Mobile QR Code
Title Design and Implementation of an IREE Compiler based RISC-V SoC Architecture for On-device AI Inference
Authors 박수환(SuHwan Park) ; 강진구(Jin-Ku Kang) ; 김용우(Yongwoo Kim)
DOI https://doi.org/10.5573/ieie.2026.63.4.12
Page pp.12-21
ISSN 2287-5026
Keywords On-device AI inference; Interpreter; IREE compiler; SoC design; FPGA
Abstract As demand for on-device inference grows, compiler-based SoC designs capable of running diverse models on lightweight hardware are attracting increasing attention. However, prior studies based on ONNX-MLIR and NEST-C require hardware-specific code generation and tend to be optimized for particular network families, limiting generality and maintainability. In this work, we design a RISC-V?based SoC that directly interprets and executes VM Bytecode generated by the IREE compiler. The proposed SoC runs a C-implemented interpreter on the Rocket Core and leverages a common VM Bytecode format with ukernel invocation, thereby accommodating compiler extensions and new operators without hardware redesign. The design also minimizes on-chip RAM while using host memory for large data, satisfying edge resource constraints. Performance was evaluated on a Xilinx Zynq ZC706 FPGA with MUL, MMT, and MNIST models, focusing on how the Rocket Core data cache capacity affects inference time.
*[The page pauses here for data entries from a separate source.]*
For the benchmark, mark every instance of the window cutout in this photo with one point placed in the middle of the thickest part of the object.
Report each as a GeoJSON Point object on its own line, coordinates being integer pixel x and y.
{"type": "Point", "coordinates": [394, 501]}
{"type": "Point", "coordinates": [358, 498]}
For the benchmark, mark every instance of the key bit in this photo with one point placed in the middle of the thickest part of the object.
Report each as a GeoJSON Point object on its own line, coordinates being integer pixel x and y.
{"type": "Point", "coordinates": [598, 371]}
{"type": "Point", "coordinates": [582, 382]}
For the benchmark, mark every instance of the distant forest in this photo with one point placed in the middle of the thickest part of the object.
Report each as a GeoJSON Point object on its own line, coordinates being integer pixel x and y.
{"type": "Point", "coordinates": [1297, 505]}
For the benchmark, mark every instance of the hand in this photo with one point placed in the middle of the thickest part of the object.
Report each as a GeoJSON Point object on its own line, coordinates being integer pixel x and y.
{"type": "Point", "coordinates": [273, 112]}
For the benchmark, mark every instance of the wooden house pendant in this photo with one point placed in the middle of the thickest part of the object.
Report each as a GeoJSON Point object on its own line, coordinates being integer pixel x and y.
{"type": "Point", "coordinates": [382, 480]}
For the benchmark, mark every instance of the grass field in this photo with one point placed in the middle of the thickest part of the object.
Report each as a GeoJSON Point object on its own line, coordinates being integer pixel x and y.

Compared to the 1 KB cache configuration, we observe up to a 28.8% speedup, while the benefit of larger capacities saturates depending on data size and access patterns. These results validate the feasibility of an IREE-based compiler?hardware integration and demonstrate that memory and cache hierarchies are decisive factors for on-device inference performance.